The corner of St. Paul and James Streets has been vacant for decades. In October 2018, city council approved Bloom, a seven-story office building that’s set to combine high-rise ceilings and expansive, open concept windows with outdoor terraces and high-end tech infrastructure. The proposed design will transform the corner of St. Paul and James, making it an example of modern development for future projects.

Development plans for 201 St. Paul

Two masonry blocks will divide the building– one hovering above the other, with a clerestory in between to admit light and fresh air. While the upper floors of the proposed building will house office spaces, the ground floor will offer various retail opportunities such as coffee and retail shops.

201 St. Paul Street finally has a bright future. It is refreshing to witness detailed development plans in place for this property, as I believe this building will be an example for the future of downtown’s revitalization projects.

 

The Lincoln: A St. Paul Transformation

 

Further down St. Paul at 386, another buildingis getting a major facelift after being acquired by Advisors Realty & Consulting.


The Lincoln by Advisors Realty & Consulting is a transformational project located at 386 St.
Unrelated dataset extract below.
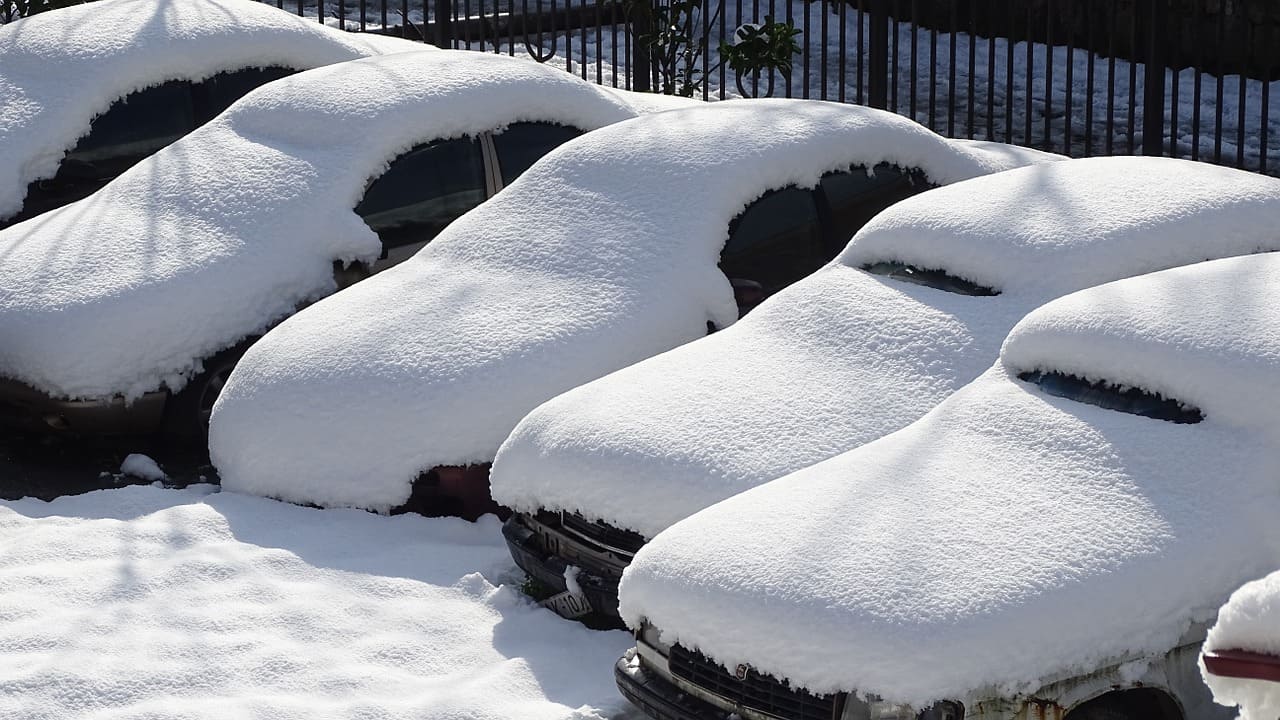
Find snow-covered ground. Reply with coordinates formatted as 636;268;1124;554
0;486;631;720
Paul Street.

The Lincoln is a two-storey commercial development that is being transformed into a modern multi-use space. Plans for the 4,500 square foot building include a local upscale restaurant, the newly opened Dispatch Restaurant. Over 75 percent of the building is already occupied with commercial suites housing tenants such as the SEIU Healthcare trade union, a financial services company, and a photography studio.

 

Storefront Facelifts

 

Multiple investments are being made along St. Paul Street, and it’s not only new developments. Property restoration and redevelopment over the last few years has been an increasing trend. In 2016, the city invested in their facade improvement program, offering businesses $10,000 in grants to give their property a facelift. In 2016, the Niagara Region matched the funding price allowing property owners to obtain grants totalling up to $20,000. The owner of the successful Mahtay Cafe at 241 St. Paul was one of the first businesses to update their property with the help of the facade grant, you can read about their transformation here.

In recent years that followed the success of Mahtay Cafe, retail-based businesses have also made a splash on St. Paul Street. We have watched new retail stores open, such as the trendy dog apparel store, Little Chief and Co, sports equipment store, SC Sports and All Things Pawn Shop which opened in March. While also taking note of established businesses making the move to set up shop on St. Paul, as Ausmosis Apparel did last year. This has resulted in an increase in traffic throughout the area, bringing a welcomed vibrancy to the downtown core.  

 

Invest in Downtown

 

The last decade of commercial development plans has proven to be a success for a growing and revitalizing St. Catharine’s downtown core. Where there is a new entertainment facility, there will be a need for restaurants and bars. We have already seen growth in this area on St. Paul Street specifically, with the success of new restaurants like the chalkboard style menu serving creatively inspired dishes at oddBird (a personal favourite!) and the recently opened tasty taco joint, Lost + Found.

Looking ahead, the East end of downtown is entering the next wave of redevelopment.

Spots like the Lincoln and the Warehouse Concert Hall are just a couple of properties signalling to the strong potential for further commercial updates. More on my thoughts on East end development in our next downtown blog. 

St. Catharines is making waves in Southern Ontario, and the time is now to be a part of this historical progress.